Given the Trump administration’s anti-DEI fetish — and the time, focus, and words they have dedicated to wiping it out — you’re forgiven if you think Pentagon hallways are now strewn with victims of this purge.
But under that 2024 law, the GAO reported(PDF) that only 32 DEI positions were eliminated among the Pentagon’s 950,000 civilian workers. The Defense Department has restricted 115 other jobs “to reduce or eliminate the positions’ DEI duties,” it added, also under that legislation. And the Pentagon, it noted, “did not widely use contractors to develop and implement DEI activities.”

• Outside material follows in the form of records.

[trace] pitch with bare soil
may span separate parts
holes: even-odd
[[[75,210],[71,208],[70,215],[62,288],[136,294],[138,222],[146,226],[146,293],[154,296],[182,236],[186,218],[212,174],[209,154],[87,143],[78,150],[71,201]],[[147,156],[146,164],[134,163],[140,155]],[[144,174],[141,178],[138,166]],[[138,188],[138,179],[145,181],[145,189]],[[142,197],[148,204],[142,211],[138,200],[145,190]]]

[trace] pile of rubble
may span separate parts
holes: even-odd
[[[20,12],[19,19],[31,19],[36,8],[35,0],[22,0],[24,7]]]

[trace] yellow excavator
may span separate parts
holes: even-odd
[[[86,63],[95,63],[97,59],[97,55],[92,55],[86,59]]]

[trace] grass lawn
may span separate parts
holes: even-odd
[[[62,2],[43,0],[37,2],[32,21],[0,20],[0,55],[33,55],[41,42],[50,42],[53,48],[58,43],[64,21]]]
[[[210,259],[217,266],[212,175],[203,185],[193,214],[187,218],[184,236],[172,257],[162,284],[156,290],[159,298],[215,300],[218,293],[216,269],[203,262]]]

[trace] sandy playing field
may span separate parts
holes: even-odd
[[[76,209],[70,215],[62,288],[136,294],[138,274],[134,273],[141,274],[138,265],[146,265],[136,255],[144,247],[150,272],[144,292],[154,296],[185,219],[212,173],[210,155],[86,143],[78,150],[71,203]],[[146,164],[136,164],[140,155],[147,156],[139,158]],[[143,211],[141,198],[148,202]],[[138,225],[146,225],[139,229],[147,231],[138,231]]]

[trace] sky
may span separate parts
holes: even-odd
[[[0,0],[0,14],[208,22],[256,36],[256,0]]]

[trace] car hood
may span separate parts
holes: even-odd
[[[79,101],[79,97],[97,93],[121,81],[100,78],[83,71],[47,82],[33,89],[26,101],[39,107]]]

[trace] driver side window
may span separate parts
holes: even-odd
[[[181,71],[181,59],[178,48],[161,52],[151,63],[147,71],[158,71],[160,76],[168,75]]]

So how many additional DEI slots did Trump’s January edict barring them from the Pentagon end up cutting?
Forty-one, including both civilian and military personnel. All those positions, the GAO said, have since been “abolished or restructured” to avoid DEI cooties.
The current zany state of the U.S. government should drive its allies to create a weapons-production conglomerate capable of developing and producing modern arms without the U.S., veteran Brit-born aerospace journalist Bill Sweetman wrote April 15 in The Strategist.
The April 16 explosion that destroyed a Northrop solid-rocket motor building in Utah won’t affect the over-budget and delayed Sentinel ICBM the company is building for the Pentagon’s nuclear triad, John Tirpak of Air & Space Forces Magazine reported April 17.